Sankofa Reflection 2023: Following the Thread
Before our trip even began, our leaders challenged us to allow ourselves to be disoriented and to not get lost in information, but to allow that information to transform us. As we “followed the thread” from the beginning of slavery, through the civil rights movement and mass incarceration I could sense a level of experiential knowledge in me that I was not fully prepared for. By the end of the trip, I felt like I lived 400 years of oppression in 4 days.
During the Sankofa journey, I saw a level of evil and racial terror that is beyond unimaginable. Millions of black people thrown overboard in the transatlantic slave trade, black children used as heaters for their slave masters feet, lynchings for asking for a glass of water, lynchings that drew audiences of 5-10,000 people, black men, women, and children separated from their families that they would never see again, black people being beaten and even killed for demanding to be treated as human beings. And the list goes on and on and on and on.

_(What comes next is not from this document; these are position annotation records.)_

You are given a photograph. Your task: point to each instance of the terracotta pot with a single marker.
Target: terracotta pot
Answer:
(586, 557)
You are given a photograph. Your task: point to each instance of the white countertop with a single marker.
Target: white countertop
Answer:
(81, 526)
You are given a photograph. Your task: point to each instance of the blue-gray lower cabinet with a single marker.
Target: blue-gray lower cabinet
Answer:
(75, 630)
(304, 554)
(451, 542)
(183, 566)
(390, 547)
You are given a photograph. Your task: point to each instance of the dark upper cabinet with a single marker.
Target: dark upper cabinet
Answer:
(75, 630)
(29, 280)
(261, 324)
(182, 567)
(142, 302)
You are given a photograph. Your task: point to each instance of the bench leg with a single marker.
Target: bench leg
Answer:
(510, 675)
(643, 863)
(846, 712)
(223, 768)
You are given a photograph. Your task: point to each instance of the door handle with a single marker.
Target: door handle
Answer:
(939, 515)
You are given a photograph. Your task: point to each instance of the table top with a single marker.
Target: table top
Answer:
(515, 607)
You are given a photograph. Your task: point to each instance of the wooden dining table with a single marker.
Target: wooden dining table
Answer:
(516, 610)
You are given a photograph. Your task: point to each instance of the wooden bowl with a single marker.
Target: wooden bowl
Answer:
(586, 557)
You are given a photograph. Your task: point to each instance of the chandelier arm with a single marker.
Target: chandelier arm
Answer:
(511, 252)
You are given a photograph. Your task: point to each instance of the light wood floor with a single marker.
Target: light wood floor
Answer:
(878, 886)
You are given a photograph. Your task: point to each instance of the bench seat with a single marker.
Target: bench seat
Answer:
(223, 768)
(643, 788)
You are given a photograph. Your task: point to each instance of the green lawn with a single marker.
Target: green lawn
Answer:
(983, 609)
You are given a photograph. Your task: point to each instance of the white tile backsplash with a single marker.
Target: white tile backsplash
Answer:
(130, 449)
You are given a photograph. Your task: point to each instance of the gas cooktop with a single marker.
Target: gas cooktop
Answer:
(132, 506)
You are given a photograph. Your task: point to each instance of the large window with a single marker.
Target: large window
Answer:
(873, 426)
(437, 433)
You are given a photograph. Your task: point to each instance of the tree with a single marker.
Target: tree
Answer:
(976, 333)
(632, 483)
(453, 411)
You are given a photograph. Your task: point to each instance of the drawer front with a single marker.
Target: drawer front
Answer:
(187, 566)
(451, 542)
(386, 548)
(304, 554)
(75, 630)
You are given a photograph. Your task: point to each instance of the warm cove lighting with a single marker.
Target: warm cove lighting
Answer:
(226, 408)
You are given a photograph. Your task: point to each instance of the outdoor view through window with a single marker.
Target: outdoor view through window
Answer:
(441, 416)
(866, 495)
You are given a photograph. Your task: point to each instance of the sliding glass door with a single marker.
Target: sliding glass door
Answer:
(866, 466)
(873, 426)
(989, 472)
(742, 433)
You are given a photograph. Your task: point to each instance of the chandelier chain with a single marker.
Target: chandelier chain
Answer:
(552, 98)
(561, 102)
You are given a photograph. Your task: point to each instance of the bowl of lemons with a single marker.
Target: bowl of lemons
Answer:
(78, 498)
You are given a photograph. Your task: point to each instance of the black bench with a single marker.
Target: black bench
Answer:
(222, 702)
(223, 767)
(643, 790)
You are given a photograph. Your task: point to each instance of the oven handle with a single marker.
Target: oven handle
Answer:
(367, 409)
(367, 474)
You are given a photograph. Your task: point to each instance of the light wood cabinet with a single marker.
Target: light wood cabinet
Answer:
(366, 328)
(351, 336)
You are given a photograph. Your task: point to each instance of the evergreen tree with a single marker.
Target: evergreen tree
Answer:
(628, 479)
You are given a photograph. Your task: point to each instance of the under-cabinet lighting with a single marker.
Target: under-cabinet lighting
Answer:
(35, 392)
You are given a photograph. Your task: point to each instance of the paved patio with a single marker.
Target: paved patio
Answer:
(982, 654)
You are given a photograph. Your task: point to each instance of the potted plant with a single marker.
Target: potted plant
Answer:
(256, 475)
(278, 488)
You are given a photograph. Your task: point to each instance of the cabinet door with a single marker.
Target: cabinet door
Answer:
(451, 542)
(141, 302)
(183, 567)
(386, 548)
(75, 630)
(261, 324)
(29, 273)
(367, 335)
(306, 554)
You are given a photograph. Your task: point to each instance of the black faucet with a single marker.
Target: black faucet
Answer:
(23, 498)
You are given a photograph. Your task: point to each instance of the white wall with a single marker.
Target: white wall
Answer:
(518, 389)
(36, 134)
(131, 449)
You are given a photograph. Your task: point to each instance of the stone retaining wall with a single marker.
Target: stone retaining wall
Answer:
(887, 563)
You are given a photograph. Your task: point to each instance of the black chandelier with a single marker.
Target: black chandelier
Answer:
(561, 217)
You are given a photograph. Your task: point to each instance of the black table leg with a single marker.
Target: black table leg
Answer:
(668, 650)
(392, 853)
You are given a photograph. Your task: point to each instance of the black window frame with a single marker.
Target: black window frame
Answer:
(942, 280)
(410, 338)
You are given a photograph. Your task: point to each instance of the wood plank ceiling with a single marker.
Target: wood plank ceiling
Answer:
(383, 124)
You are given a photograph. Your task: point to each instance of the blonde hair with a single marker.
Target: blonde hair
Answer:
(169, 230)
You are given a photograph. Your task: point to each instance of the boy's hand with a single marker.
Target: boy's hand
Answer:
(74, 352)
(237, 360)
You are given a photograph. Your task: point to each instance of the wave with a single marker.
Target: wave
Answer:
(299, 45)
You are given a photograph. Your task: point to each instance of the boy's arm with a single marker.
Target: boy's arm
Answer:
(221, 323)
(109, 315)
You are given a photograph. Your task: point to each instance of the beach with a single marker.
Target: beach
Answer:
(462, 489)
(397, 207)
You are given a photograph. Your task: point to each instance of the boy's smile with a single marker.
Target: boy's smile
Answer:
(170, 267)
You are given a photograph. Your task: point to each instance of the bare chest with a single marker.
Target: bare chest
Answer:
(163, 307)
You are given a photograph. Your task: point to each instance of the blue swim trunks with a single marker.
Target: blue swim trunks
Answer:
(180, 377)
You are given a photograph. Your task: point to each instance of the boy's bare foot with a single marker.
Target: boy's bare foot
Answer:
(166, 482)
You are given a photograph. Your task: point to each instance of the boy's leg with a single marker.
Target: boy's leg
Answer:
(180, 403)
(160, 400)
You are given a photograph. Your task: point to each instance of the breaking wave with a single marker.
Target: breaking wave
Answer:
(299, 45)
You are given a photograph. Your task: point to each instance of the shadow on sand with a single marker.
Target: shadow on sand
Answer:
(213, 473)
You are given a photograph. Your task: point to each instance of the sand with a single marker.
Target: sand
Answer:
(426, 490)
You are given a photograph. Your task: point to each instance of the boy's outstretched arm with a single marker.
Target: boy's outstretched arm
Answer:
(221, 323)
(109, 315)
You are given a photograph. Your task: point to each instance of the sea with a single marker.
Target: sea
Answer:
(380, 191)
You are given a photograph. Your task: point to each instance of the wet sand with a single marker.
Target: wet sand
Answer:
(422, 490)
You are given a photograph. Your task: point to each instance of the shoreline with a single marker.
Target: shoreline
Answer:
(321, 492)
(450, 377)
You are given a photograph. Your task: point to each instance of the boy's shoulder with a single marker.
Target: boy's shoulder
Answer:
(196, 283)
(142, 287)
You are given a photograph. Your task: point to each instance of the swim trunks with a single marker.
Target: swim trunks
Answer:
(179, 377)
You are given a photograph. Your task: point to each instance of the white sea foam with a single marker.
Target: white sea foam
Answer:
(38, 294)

Yet, I found such hope in the common thread of joy, strength, and resistance from my black ancestors in the midst of the sacrifices that they made in order for me to be more free. I am beyond proud to come from that sort of legacy. Yet, the work of racial reconciliation is so hard, because there is still so much resistance. But this trip has given me a fresh hope to continue their legacy and to walk in obedience even when it’s hard so that my children and their children can be more free. So that we can all be more free.